Description
Adana kebab is a flavorful Turkish dish featuring spiced minced lamb molded onto skewers and grilled to perfection. This recipe combines fragrant parsley and onion with tender lamb, seasoned with Aleppo pepper and butter for richness. Grilled alongside fresh tomatoes and green peppers, the kebabs are served hot with traditional sides like lavash bread, ezme salad, and sumac onions, offering a delicious and authentic Turkish culinary experience.
Ingredients
Scale
Meat Mixture
- ½ medium onion (approx. 50g/1¾ oz net weight)
- 15 g leaves of flat-leaf parsley (Italian parsley)
- 400 g minced lamb (beef or a mix with minimum 15% fat)
- 50–75 g butter (melted, clarified butter is best, or finely chopped lamb fat)
- 1 Tbsp pul biber (Aleppo pepper) (or to taste)
- 1 tsp salt
- ½ tsp pepper
Grilled Vegetables
- 1 medium tomato (halved or quartered)
- 4 Turkish green peppers (sivri/çarliston biber) or any other mild long green peppers
accompaniments
- Turkish sumac onions
- Lavash (or another type of flatbread)
- Ezme salad
- Chopped salad
Instructions
- Prep the onion and parsley: Add the onion and parsley to a food processor and finely chop them. Then transfer the mixture to a sieve and press out some of the juice using the back of a spoon to avoid excess moisture in the meat mixture.
- Combine meat mixture: Transfer the pressed onion and parsley to a bowl and mix with the minced lamb, melted butter (or lamb fat), Aleppo pepper, salt, and pepper. Knead thoroughly until the mixture is fully homogeneous, about 2–3 minutes. Adjust butter quantity based on meat fat content to reach approximately 30% total fat.
- Preheat grill: Heat a barbecue, ideally charcoal for authentic flavor. Alternatively, heat a large cast iron grill pan over high heat if grilling indoors.
- Prepare vegetable skewers: Thread the halved or quartered tomatoes and green peppers onto thin grill skewers for grilling alongside the kebabs.
- Shape kebabs: Divide the meat mixture into four equal portions. Take one portion and place a ball of meat at the center of a wide grill skewer. Using wet hands to prevent sticking, shape the meat into a long, thin kebab form around the skewer, ensuring there are no air pockets inside.
- Grill kebabs and vegetables: Place the meat kebabs and vegetable skewers on the grill. Cook turning regularly until the edges brown and the kebabs are cooked through, approximately 5 to 15 minutes. If grilling indoors on a pan, ventilate well due to smoke from dripping fat.
- Serve: Remove kebabs and vegetables from the grill. Serve immediately with lavash or similar flatbread, Turkish sumac onions, ezme salad, and chopped salad for a complete meal.
Notes
- The amount of butter should be adjusted based on the fat content of the meat to ensure the kebabs are juicy and flavorful.

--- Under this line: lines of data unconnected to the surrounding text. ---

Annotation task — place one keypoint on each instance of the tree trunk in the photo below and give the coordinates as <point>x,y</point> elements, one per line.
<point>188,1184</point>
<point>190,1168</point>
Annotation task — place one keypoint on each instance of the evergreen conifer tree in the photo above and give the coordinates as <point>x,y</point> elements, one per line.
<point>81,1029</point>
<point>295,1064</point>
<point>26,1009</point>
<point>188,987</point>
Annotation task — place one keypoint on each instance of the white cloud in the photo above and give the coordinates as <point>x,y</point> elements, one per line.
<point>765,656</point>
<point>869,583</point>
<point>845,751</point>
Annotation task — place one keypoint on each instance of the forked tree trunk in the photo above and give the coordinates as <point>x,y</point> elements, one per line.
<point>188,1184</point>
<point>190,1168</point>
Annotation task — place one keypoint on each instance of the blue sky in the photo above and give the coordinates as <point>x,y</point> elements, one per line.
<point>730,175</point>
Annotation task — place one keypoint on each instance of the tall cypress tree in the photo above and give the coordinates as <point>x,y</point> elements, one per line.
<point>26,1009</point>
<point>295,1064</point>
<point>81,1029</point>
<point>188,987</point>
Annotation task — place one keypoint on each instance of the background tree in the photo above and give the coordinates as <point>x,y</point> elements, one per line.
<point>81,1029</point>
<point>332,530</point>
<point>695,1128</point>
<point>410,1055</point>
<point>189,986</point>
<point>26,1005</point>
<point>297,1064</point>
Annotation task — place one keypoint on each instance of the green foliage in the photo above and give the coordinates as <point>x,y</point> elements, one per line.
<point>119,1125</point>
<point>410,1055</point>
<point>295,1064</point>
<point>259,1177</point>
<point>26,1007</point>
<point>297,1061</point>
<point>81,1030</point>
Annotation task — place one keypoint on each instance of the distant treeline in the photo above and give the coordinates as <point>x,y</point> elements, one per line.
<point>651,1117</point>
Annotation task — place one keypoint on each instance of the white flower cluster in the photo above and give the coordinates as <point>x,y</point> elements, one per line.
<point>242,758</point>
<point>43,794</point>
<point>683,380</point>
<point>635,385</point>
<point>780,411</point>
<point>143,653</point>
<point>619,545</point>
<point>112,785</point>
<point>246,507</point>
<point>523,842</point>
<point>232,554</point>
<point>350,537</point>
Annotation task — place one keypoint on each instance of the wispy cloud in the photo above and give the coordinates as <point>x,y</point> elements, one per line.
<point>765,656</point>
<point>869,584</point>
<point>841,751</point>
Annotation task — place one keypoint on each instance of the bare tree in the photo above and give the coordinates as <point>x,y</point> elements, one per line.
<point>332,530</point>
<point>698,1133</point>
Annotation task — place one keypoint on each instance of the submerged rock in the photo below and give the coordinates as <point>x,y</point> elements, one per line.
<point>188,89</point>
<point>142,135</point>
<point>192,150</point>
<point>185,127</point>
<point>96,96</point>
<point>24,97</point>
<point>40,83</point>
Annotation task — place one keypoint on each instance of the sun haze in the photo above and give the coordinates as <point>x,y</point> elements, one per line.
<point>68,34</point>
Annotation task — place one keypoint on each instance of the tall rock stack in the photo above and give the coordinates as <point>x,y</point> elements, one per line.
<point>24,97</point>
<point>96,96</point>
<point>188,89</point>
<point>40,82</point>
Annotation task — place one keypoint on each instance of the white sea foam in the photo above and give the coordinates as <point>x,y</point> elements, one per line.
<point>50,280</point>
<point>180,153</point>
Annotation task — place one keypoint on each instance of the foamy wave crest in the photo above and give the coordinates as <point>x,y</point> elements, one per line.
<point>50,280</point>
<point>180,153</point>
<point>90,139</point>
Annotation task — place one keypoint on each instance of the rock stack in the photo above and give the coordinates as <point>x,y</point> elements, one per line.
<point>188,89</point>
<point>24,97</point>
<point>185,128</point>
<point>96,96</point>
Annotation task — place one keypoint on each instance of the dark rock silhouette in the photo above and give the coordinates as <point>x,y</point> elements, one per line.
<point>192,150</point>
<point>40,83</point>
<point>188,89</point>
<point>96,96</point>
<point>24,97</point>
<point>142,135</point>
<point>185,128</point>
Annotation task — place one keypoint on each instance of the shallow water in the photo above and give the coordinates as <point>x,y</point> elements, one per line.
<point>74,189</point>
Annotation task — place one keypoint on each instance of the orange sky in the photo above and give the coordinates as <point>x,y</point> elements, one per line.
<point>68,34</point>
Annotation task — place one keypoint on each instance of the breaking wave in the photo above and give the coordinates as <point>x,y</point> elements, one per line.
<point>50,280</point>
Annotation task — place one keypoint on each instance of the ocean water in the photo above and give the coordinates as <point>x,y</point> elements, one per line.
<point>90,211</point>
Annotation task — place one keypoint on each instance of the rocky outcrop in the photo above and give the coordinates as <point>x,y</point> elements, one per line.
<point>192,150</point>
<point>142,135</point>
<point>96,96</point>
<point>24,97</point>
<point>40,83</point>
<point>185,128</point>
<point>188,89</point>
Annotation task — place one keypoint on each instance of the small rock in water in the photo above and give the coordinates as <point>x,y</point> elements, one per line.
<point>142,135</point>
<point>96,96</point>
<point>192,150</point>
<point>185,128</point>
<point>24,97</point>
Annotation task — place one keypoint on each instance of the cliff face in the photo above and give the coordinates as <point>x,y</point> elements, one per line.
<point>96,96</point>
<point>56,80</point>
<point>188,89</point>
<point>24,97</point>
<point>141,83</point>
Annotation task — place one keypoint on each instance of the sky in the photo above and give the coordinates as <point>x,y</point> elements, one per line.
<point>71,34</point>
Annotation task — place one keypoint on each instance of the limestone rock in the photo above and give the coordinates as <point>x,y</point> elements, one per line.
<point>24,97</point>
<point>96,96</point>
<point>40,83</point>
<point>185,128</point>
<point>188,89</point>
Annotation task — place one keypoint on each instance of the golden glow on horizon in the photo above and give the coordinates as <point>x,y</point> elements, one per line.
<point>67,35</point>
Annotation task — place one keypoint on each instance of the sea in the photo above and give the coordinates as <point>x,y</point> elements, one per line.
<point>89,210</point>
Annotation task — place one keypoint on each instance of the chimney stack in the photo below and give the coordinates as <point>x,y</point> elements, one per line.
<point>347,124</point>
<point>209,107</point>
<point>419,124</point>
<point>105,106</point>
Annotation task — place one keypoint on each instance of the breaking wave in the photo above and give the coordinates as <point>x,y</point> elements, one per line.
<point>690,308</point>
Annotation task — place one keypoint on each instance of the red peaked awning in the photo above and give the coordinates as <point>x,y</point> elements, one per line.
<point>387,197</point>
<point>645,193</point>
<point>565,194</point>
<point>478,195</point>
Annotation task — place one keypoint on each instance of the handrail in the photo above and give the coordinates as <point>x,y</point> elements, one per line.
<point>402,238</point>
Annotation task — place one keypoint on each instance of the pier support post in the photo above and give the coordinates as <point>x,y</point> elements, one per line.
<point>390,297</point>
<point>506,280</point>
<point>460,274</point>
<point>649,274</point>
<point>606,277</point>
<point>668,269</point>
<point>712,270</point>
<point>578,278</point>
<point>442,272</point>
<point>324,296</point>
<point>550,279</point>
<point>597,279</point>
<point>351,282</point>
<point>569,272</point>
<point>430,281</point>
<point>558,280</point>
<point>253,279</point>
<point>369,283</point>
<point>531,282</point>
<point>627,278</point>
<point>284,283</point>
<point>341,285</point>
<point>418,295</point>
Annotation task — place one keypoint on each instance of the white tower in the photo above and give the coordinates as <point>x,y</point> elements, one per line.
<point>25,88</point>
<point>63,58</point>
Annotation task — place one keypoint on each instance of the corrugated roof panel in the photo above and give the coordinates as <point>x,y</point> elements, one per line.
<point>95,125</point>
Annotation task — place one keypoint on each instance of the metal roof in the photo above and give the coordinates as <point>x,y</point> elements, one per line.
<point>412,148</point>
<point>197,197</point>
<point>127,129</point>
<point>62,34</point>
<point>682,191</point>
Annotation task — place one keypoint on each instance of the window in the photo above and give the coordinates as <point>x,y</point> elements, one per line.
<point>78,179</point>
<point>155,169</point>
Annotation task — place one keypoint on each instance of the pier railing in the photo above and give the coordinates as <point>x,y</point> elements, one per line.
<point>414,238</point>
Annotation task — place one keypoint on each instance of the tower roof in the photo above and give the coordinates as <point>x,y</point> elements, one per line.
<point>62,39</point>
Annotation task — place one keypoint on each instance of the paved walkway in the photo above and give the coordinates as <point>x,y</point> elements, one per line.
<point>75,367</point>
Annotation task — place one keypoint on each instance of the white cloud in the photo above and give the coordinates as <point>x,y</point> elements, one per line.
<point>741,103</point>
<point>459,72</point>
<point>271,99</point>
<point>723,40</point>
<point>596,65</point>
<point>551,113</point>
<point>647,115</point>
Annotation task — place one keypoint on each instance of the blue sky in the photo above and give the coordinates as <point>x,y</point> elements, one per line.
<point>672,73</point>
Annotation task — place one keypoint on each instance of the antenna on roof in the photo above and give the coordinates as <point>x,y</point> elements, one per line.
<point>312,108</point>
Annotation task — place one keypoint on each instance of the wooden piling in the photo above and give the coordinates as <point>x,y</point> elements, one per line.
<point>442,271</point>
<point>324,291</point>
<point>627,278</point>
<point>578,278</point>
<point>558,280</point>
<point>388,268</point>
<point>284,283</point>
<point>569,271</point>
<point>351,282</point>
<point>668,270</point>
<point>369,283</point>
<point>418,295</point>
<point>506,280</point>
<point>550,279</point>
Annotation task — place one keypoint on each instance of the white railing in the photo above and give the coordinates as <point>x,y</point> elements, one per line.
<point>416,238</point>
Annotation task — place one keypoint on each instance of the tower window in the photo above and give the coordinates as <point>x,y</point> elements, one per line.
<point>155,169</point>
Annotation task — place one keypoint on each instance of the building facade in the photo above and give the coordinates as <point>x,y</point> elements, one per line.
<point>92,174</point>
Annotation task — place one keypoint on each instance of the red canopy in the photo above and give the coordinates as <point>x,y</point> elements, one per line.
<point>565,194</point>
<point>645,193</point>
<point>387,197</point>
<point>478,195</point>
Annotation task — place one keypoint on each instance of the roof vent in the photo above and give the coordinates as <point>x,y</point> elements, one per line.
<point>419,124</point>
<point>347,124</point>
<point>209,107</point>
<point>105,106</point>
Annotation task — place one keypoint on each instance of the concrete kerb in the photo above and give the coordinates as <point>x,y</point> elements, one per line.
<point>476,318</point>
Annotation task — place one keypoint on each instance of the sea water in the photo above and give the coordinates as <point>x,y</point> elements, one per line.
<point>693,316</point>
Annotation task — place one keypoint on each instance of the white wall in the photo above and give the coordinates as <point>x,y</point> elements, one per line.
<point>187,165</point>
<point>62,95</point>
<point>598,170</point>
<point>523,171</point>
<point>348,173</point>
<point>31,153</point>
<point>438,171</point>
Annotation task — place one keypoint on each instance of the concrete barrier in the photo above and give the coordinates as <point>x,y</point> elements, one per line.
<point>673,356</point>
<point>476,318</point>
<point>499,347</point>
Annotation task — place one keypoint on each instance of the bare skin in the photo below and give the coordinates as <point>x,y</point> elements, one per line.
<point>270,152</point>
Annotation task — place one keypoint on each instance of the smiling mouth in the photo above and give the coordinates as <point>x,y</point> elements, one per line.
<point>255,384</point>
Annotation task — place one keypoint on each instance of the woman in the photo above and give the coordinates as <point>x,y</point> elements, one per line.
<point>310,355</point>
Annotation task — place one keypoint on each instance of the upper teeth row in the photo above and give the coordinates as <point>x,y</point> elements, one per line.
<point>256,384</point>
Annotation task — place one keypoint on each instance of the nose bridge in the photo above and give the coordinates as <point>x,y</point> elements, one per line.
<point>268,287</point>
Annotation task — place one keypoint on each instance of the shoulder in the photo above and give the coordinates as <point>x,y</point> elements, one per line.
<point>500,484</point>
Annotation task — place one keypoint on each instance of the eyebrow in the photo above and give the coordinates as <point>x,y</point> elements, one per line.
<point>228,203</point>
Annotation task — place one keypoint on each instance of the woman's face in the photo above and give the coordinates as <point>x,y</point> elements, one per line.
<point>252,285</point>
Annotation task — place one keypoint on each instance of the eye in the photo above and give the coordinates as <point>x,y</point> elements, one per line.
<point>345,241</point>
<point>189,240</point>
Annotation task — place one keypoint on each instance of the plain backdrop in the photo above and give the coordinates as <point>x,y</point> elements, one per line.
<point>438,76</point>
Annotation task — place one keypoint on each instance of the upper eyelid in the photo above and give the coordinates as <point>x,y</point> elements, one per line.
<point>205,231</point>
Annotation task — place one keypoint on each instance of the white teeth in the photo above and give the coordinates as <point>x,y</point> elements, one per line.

- Using clarified butter or lamb fat gives a more traditional taste and helps bind the mixture.
- Wet your hands frequently while shaping the kebabs to avoid the meat sticking to your skin.
- A charcoal grill imparts the ideal smoky flavor, but a cast iron grill pan is a good indoor alternative.
- Proper ventilation is essential if cooking on a grill pan indoors because of smoke from fat drippings.